When programs and services run on your system, they are programmed to give some sort of indication of what they are doing, either through a graphical interface or some added function for the system. Since no program is perfect, programmers build in logging routines that indicate when specific tasks are done, or at least tried, by their programs.
The Console in OS X is a utility that allows you to see some of these ongoing messages the system and running applications are outputting, by allowing you a central location to access log files generated by system services and applications.
The Console utility is split into three parts, some of which are redundant.
- System Log Queries
This is a feature of the console that gives you access to the main “system.log” file. Since this file logs the activity of background processes that keep the system running, it is given a specially place as the first category in the Console program. Under the “System Log Queries” section is the main “All Messages” query, which shows everything in the system log.In addition to “All Messages,” you can add your own query to filter the system log. For example, if you would like to search for any message from the Security Server process that contains the word “auth” (often tructated for authentication activity), then you can do so by choosing “New System Log Query” from the File menu and then adding the criteria to specify the message as “auth” and the sender as “com.apple.SecurityServer” (see the screenshot).
- Diagnostic and Usage Information
While the system log is a view of ongoing activity with the system, the Diagnostic and Usage Information section contains information on system and application hangs, crashes. If a program crashes, the system’s crash reporter will generate a file that contains potential causes why this might have happened, and these will be available in this area. The User diagnostic reports will be for programs that are running within your user account, and the System diagnostic reports will be for more global programs and system services.While these reports may appear cryptic, they can be exceptionally useful for a technician to help diagnose a problem with your system. At most, you might need to find the most relevant one to send to a tech. Luckily, these reports are tagged with a date and time in their name, so if a program you use is crashing regularly, then you can locate the most recent crash reports for it so they can be analyzed.
This section contains links to the raw log files at their various locations on your hard drive. The file at the top of this list is the “system.log” file, which is a link to the /var/log/system.log file on the system. Clicking this will give you the same information as is shown when you click “All Messages” under the “System Log Queries” option; however, being a link to the file, as with all files listed here, you can right-click it to reveal it in the Finder.Next are the individual user log files, located in the current user account at the ~/Library/Logs/ folder. The contents of this directory are generally errors, status, and warnings for various user-launched programs and services.

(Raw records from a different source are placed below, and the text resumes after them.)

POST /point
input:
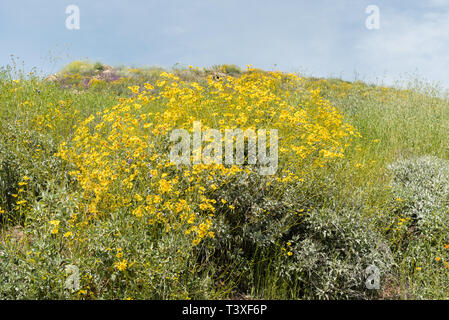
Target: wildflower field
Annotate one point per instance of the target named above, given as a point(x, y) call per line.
point(91, 207)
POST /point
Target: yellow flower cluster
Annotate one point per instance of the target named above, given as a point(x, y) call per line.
point(120, 156)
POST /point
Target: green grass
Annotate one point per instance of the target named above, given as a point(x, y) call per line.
point(349, 199)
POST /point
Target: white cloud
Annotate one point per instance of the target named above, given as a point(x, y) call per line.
point(406, 43)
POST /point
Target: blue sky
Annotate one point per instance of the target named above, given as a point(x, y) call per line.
point(320, 38)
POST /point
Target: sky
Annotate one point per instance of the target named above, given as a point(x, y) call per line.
point(322, 38)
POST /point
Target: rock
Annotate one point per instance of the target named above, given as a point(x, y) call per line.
point(51, 78)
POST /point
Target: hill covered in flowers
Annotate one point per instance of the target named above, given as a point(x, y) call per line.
point(93, 207)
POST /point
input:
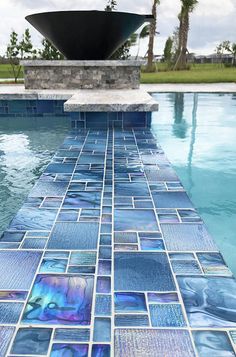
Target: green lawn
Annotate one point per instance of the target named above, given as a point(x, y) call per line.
point(199, 73)
point(6, 71)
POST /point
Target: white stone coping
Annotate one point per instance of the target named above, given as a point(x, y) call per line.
point(66, 63)
point(111, 101)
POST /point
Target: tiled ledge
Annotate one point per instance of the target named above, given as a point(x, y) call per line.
point(108, 257)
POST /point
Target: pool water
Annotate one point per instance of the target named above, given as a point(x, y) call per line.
point(198, 135)
point(26, 147)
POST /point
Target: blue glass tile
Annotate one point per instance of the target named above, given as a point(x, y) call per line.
point(6, 333)
point(185, 267)
point(55, 254)
point(209, 301)
point(163, 297)
point(69, 349)
point(83, 258)
point(105, 252)
point(60, 168)
point(171, 200)
point(52, 265)
point(135, 220)
point(167, 315)
point(13, 295)
point(126, 237)
point(101, 351)
point(12, 236)
point(32, 341)
point(130, 302)
point(131, 189)
point(102, 329)
point(81, 269)
point(47, 188)
point(213, 343)
point(34, 243)
point(74, 236)
point(213, 264)
point(143, 271)
point(60, 299)
point(10, 312)
point(82, 199)
point(63, 334)
point(103, 284)
point(21, 267)
point(187, 237)
point(103, 305)
point(131, 320)
point(146, 342)
point(151, 244)
point(104, 267)
point(30, 218)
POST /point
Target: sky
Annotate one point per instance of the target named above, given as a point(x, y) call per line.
point(212, 22)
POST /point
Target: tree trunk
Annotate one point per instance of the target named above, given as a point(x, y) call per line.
point(152, 34)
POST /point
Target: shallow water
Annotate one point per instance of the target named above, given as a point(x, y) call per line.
point(198, 134)
point(26, 147)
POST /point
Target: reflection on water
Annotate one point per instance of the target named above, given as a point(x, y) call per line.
point(26, 147)
point(198, 134)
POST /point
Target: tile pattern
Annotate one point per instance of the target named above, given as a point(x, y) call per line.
point(108, 247)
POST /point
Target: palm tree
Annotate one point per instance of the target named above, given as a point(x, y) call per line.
point(187, 7)
point(152, 34)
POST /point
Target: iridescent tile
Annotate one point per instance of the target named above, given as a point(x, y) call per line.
point(125, 247)
point(32, 341)
point(71, 334)
point(86, 269)
point(105, 252)
point(213, 264)
point(213, 343)
point(83, 258)
point(145, 271)
point(74, 236)
point(166, 315)
point(10, 312)
point(103, 305)
point(60, 299)
point(6, 334)
point(146, 342)
point(69, 349)
point(151, 244)
point(102, 329)
point(21, 268)
point(103, 284)
point(163, 297)
point(135, 220)
point(101, 351)
point(13, 295)
point(181, 267)
point(187, 237)
point(126, 237)
point(104, 267)
point(209, 301)
point(130, 302)
point(51, 265)
point(131, 320)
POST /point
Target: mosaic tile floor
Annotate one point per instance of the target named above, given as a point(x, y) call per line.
point(108, 257)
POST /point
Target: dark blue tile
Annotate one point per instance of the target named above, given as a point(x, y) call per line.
point(143, 272)
point(74, 236)
point(32, 341)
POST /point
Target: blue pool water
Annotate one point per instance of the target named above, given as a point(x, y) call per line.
point(26, 147)
point(198, 135)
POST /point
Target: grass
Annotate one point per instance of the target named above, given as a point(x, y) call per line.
point(199, 73)
point(6, 71)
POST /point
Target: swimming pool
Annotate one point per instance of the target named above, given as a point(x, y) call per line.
point(198, 134)
point(26, 146)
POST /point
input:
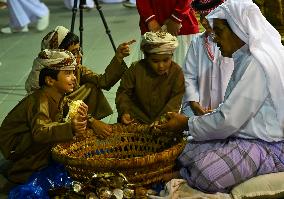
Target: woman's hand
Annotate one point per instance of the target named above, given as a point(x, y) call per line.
point(153, 26)
point(197, 109)
point(176, 123)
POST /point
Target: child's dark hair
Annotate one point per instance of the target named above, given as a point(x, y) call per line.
point(47, 72)
point(68, 40)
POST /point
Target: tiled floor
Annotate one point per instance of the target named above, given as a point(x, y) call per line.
point(18, 50)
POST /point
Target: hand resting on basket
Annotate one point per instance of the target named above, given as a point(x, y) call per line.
point(100, 129)
point(176, 123)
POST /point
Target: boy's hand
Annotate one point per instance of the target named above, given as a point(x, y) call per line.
point(176, 123)
point(123, 50)
point(197, 109)
point(126, 119)
point(101, 129)
point(173, 27)
point(153, 26)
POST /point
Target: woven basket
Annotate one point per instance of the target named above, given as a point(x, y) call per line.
point(138, 151)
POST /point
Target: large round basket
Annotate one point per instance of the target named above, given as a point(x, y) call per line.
point(137, 151)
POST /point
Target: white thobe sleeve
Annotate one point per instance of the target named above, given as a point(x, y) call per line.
point(190, 71)
point(244, 101)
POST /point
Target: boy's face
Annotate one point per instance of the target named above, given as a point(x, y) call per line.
point(160, 63)
point(65, 82)
point(75, 49)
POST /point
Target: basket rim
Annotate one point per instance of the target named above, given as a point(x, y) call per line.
point(166, 155)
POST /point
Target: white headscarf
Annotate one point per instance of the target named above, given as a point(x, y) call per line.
point(55, 59)
point(264, 41)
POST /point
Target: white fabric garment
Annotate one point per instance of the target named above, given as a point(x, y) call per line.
point(247, 22)
point(179, 53)
point(70, 3)
point(205, 80)
point(23, 12)
point(248, 110)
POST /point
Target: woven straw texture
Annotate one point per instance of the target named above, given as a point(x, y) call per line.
point(141, 153)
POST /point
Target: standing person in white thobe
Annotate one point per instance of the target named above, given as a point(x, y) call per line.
point(243, 137)
point(24, 12)
point(206, 71)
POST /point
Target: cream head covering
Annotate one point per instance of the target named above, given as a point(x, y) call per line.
point(158, 43)
point(264, 41)
point(55, 59)
point(54, 38)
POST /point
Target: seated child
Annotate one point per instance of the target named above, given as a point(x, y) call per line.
point(152, 86)
point(88, 84)
point(206, 71)
point(36, 124)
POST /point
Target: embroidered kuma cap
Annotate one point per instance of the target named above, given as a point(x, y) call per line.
point(57, 59)
point(158, 43)
point(205, 6)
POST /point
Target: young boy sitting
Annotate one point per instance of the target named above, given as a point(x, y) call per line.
point(33, 126)
point(152, 86)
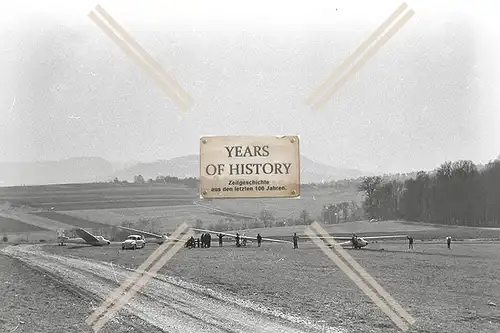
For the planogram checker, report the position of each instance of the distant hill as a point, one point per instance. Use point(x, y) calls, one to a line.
point(189, 166)
point(72, 170)
point(91, 169)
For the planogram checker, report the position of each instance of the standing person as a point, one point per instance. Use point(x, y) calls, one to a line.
point(295, 241)
point(209, 240)
point(410, 242)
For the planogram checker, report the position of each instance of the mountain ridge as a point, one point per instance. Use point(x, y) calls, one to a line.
point(97, 169)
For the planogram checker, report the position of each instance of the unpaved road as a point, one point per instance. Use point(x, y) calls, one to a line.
point(166, 303)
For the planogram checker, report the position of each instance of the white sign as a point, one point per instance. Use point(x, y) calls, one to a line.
point(249, 167)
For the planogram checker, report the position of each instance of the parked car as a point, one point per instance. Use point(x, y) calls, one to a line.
point(134, 242)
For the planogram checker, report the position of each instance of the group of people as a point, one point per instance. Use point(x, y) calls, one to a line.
point(204, 241)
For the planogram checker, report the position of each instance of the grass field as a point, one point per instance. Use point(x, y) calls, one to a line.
point(98, 205)
point(444, 290)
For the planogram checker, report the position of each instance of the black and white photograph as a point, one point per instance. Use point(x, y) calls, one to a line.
point(249, 166)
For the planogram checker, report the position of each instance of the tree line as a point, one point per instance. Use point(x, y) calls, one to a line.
point(456, 193)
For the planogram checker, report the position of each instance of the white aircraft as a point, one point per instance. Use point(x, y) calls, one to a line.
point(242, 237)
point(359, 242)
point(86, 238)
point(153, 238)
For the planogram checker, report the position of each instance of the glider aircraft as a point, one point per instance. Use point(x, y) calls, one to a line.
point(242, 237)
point(85, 238)
point(358, 242)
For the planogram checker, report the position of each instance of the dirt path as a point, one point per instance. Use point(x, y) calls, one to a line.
point(168, 304)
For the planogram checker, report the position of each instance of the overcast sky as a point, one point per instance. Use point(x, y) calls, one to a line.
point(430, 94)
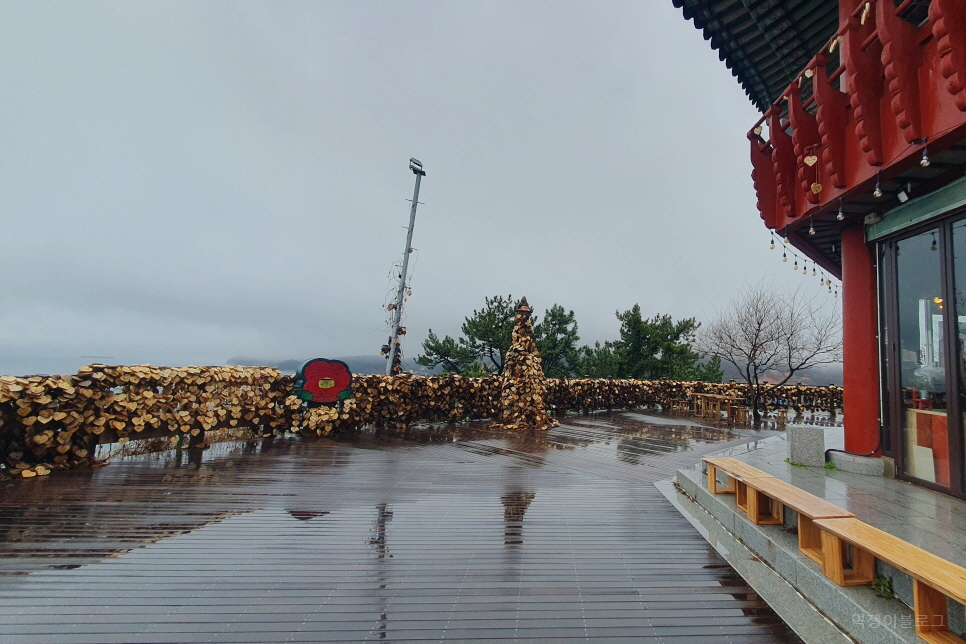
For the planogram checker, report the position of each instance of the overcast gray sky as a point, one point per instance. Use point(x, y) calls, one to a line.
point(183, 182)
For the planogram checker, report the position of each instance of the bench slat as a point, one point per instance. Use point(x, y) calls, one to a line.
point(798, 499)
point(735, 468)
point(939, 573)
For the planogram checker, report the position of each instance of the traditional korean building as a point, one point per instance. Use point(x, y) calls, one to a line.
point(858, 162)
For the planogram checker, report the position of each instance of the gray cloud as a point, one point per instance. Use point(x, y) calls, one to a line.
point(184, 182)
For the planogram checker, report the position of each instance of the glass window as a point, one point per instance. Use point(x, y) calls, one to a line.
point(921, 312)
point(959, 278)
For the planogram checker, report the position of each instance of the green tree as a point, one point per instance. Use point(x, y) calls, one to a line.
point(453, 356)
point(599, 361)
point(486, 338)
point(659, 348)
point(556, 338)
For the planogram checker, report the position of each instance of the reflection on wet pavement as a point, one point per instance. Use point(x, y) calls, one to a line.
point(424, 534)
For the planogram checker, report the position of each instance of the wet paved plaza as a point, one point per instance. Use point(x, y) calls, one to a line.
point(429, 534)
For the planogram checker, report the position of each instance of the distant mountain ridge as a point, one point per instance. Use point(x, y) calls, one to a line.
point(365, 365)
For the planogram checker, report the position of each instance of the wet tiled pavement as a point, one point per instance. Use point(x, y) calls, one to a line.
point(428, 534)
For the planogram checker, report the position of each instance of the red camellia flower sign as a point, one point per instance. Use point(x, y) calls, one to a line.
point(323, 381)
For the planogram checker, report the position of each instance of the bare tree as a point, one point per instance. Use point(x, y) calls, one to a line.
point(778, 333)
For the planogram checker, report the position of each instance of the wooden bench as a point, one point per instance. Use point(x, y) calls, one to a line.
point(738, 415)
point(934, 578)
point(683, 406)
point(808, 506)
point(736, 471)
point(763, 497)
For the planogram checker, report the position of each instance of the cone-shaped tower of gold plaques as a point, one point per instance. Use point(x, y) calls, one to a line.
point(523, 398)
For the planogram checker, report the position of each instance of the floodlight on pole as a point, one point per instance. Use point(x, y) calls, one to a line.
point(417, 167)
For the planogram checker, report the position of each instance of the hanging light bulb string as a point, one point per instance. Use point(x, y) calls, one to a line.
point(824, 279)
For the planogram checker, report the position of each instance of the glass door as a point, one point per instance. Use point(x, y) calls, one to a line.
point(920, 357)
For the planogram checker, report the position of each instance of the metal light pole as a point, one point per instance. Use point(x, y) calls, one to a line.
point(417, 169)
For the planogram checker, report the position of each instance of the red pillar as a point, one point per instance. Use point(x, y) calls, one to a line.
point(859, 343)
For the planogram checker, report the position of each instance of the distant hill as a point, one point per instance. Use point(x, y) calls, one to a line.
point(818, 377)
point(363, 365)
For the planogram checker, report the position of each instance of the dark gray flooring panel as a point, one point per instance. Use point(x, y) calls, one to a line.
point(426, 534)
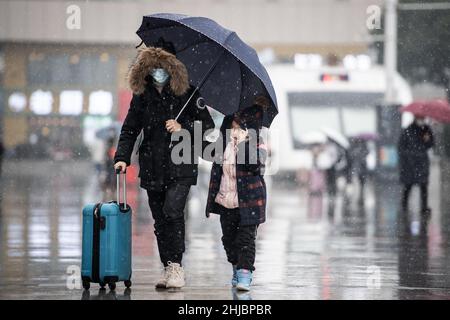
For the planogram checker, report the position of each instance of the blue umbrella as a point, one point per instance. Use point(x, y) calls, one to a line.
point(225, 68)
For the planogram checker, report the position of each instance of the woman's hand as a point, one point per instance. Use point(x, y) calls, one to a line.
point(120, 165)
point(173, 125)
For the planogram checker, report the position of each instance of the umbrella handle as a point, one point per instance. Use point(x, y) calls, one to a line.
point(211, 69)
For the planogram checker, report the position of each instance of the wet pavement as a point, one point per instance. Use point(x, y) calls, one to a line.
point(309, 248)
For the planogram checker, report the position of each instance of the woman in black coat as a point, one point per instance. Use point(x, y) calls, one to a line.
point(237, 191)
point(160, 89)
point(413, 146)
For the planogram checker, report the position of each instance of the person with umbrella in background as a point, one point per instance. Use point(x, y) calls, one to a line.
point(161, 89)
point(413, 146)
point(358, 163)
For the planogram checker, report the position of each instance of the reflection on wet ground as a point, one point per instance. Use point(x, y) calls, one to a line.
point(310, 248)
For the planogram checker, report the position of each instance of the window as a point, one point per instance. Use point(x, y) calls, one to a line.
point(41, 102)
point(71, 102)
point(100, 102)
point(17, 101)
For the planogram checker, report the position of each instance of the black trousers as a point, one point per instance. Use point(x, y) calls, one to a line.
point(167, 208)
point(423, 195)
point(238, 241)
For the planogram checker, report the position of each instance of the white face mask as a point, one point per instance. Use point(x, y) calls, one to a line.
point(420, 122)
point(160, 76)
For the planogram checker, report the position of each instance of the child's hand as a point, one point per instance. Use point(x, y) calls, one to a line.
point(173, 125)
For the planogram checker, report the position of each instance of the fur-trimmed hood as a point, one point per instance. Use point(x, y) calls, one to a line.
point(150, 58)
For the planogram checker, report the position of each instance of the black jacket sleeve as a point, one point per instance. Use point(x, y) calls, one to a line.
point(131, 128)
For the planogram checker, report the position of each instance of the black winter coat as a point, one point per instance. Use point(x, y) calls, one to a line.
point(149, 112)
point(413, 156)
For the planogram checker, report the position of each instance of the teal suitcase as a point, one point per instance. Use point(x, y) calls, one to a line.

Last is the system log folder, which is at the hidden /var/log/ directory. This contains the output information for various background services like the system firewall, authentication services, printing routines, system updates, and system configuration changes. The “system.log” file that is referenced in the above locations is also located here.
Using the Console
While you can look up various logs and peruse them for past actions and situations that the system has encountered, you can also use the console to actively troubleshoot the system, or at least help you isolate problems. To do this, first focus on just the relevant logs. These include the “system.log” file, which can most functionally be accessed through the “All Messages” section.
Next, locate the specific application or service log. This step can be a bit challenging, but takes perusing the various log files and locating the ones that represent the service or program you are running. For instance, the “wifi.log” file contains output from the “airportd” background process, for displaying changes to the network configuration.
With these located, you can isolate relevant log messages for a problem or action at hand by performing the following routine:
- Quit all programs except the one that’s giving you problems.
- Select the desired log file
- Click “Clear Display” or “Insert Marker” in the Console toolbar.
- Go to the problematic program and perform the action that is giving you problems
- Return to the Console to see if any logged errors seem relevant to your problem.
This process is a bit general, but if you repeat it several times (both with the system log and with relevant application logs) then you may start seeing a pattern of what logged messages correspond to the actions you are performing on your system. As such, while straight-forward, this process is not a guaranteed way to get information about a specific problem, but can help if you have a keen eye for detail.